# Forum Home Renovation Concreting  Rounding off a concrete edge

## Rossluck

We have a slab next to our house that we want to slice in half. Does anyone know of any way to "round off" the edge of newly cut concrete so that it is similar to edge-trowelled concrete? 
A strange question, I know, but outside of a grinder with a masonry disc, I can't think of a way of doing it.

----------


## Honorary Bloke

> We have a slab next to our house that we want to slice in half. Does anyone know of any way to "round off" the edge of newly cut concrete so that it is similar to edge-trowelled concrete? 
> A strange question, I know, but outside of a grinder with a masonry disc, I can't think of a way of doing it.

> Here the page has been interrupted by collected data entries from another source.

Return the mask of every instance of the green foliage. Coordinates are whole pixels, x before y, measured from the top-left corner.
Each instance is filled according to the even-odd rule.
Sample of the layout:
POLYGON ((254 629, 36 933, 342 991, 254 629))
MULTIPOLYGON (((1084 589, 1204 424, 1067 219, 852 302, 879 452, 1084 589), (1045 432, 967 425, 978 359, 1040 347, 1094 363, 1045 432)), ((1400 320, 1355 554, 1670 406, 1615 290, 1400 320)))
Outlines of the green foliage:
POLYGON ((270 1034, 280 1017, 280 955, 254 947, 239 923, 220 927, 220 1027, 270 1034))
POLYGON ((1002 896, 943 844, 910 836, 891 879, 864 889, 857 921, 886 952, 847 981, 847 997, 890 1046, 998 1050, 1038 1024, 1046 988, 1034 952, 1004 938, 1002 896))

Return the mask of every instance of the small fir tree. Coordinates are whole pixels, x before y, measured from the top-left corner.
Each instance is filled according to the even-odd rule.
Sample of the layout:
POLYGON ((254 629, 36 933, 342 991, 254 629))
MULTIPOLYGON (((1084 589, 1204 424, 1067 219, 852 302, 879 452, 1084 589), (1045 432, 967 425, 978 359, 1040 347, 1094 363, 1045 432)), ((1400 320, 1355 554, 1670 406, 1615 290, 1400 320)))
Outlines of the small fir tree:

  Grinder with a masonry disc.  :Frown:   :Biggrin:

----------


## johnc

An old coarse oilstone will do it, but it would be slow going and knacker the stone if not careful.

----------


## Bleedin Thumb

You can get grinding stones (known as rubbing stones) - basically how Johnc describes but you won't knacker the stone. I would still use a ginder wheel to put a 45 deg bevel on it first them use your rubbing stone to round it off.

----------


## bricks

you could break the corner at 45 degrees, then repair it with a concrete epoxy ( something like megapoxy). If you add a small amount of the dust from the origional concrete it comes up fairly close to the origional colour.

----------


## Amb

Hi Rossluck A friend of mine once gave me some concrete grinding stones he uses at work all the time. One is coarse grade, the other is fine grade. They use them to take off any sharp edges after removing the form work. I believe they are the stones that are used on terrazzo grinding machines. Any way, you can 'sand' down concrete with these stones by hand, just as easily as sanding down a piece of wood with sandpaper. I'm not exaggerating, so taking off a bit of a corner would be very easy. They work just as well on fully cured and old concrete, and the aggregate stone is also no problem.

----------


## Rossluck

> Hi Rossluck A friend of mine once gave me some concrete grinding stones he uses at work all the time. One is coarse grade, the other is fine grade. They use them to take off any sharp edges after removing the form work. I believe they are the stones that are used on terrazzo grinding machines. Any way, you can 'sand' down concrete with these stones by hand, just as easily as sanding down a piece of wood with sandpaper. I'm not exaggerating, so taking off a bit of a corner would be very easy. They work just as well on fully cured and old concrete, and the aggregate stone is also no problem.

  
Thanks Amb, and everyone else. Great advice as usual.  :Biggrin:   :Biggrin:   :Biggrin:

----------


## Terrian

> We have a slab next to our house that we want to slice in half. Does anyone know of any way to "round off" the edge of newly cut concrete so that it is similar to edge-trowelled concrete? 
> A strange question, I know, but outside of a grinder with a masonry disc, I can't think of a way of doing it.

  
grinder with a diamond disk to start with, then the masonry disk (100mm grinder ?)

----------